Queen Anne Elementary

Queen Anne
Elementary
Resources

Counseling

Counseling

Positive Discipline in the Classroom
Positive Discipline in the Classroom (developed by Jane Nelsen and Lynn Lott) is a research-based classroom management program that empowers teachers with skills to build their students’ sense of community, prepare them for successful living, and increase academic achievement. Experiential learning methods give you skills to help students practice better cooperation, social skills, self-direction, responsibility, and mutual respect in the classroom.

Positive Time Out, Positive Discipline

Some Brain Science
Positive Discipline uses brain science to understand how our brain works and the need to calm down before solving problems. In our school community we use the Brain in the palm of your hand model from Dr. Daniel Siegel, (Clinical Professor of Psychiatry at the UCLA School of Medicine and founding co-director of the Mindful Awareness Research Center).

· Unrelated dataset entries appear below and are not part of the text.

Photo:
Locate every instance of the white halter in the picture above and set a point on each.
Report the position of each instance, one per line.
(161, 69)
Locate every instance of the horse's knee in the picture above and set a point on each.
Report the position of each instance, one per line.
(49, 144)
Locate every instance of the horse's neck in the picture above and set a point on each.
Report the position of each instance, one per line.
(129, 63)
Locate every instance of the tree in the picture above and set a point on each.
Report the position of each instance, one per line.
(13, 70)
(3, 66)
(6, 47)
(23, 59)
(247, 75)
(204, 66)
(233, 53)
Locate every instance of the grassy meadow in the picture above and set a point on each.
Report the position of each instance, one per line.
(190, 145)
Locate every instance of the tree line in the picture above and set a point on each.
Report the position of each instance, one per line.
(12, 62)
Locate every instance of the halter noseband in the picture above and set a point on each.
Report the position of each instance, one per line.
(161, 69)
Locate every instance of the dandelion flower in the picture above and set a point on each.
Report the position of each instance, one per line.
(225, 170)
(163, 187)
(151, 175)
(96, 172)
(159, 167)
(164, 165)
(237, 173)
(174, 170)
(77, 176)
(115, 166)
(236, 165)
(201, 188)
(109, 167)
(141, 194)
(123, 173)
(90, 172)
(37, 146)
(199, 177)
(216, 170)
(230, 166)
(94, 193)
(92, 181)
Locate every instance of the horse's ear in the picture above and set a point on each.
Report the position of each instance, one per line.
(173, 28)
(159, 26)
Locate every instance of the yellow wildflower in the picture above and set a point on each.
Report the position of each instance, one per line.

With this model, we learned that when our brain is calm, the prefrontal cortex of our brain allows us to be empathetic, think and solve problems. When we are mad, sad or scared, our prefrontal cortex, shuts down and stops working. Our brain “flips the lid”, which means our limbic system takes over and emotions leave us only with fight, flight, freeze options. When our brain flips the lid and our emotions take control, we cannot solve problems effectively, so first we need to calm down.

In classrooms, students brainstorm different ways we all could use to help our brain calm down when we flip our lid. These ideas are displayed in our calm down area.